Re: Fw: XForms requirements

At 11:31 AM 27/03/2001 +0800, Michael Friedman wrote:
>Bruce, if I want to put a heavy duty order processing application on the
>web, is XForms supposed to be something that I can use?

I would hope so.

>If so, is it something that I am supposed to use directly or am I supposed
>to use a higher level forms application that generates XForms automatically
>for the browser?

I'm not clear on what you mean by a "higher level forms application". It 
sounds like you are talking about server-side tags. I don't see how keeping 
business logic out of the client implies server-side tags.

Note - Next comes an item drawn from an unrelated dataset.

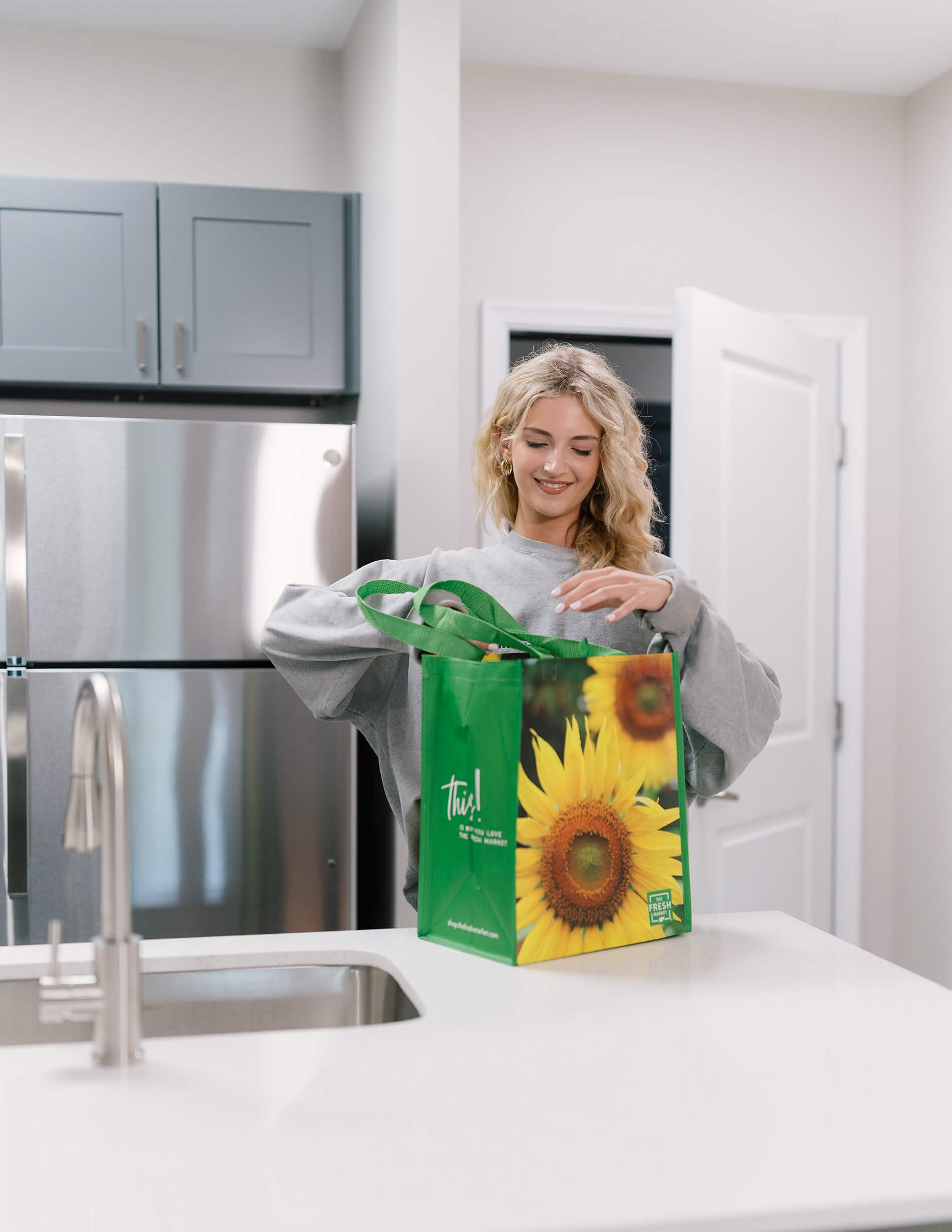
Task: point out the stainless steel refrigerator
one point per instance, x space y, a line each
154 550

If, OTOH, you are talking about the fact that XForms use XML rather than 
supporting serialized Java objects or ODBC result sets, then I agree that 
this is a restriction but don't agree that it is onerous. Even in a 
client-server architecture, the client needs some mechanism for 
communicating with the database. That communications mechanism can be 
through a web service delivering XML as easily as anything else. And if you 
don't want to define a DTD for your particular data, it can be completely 
generic, like so:

     <resultset>
         <row>
             <col name="CUST_NAME">Acme Explosives</col>
             <col name="ACCT_BALANCE">-12850.25</col>
         </row>
     </resultset>

>If the answer to the second question is "Yes, use it directly" then I don't
>think you have succeeded.

Since I haven't done anything but request a slightly broader focus for 
XForms, I can't claim to have succeeded at anything in this context.

But those who have designed the XForms spec so far seem to have, unless I 
am just missing your point. Why do you think you cannot use XForms directly 
in a heavy duty order processing application?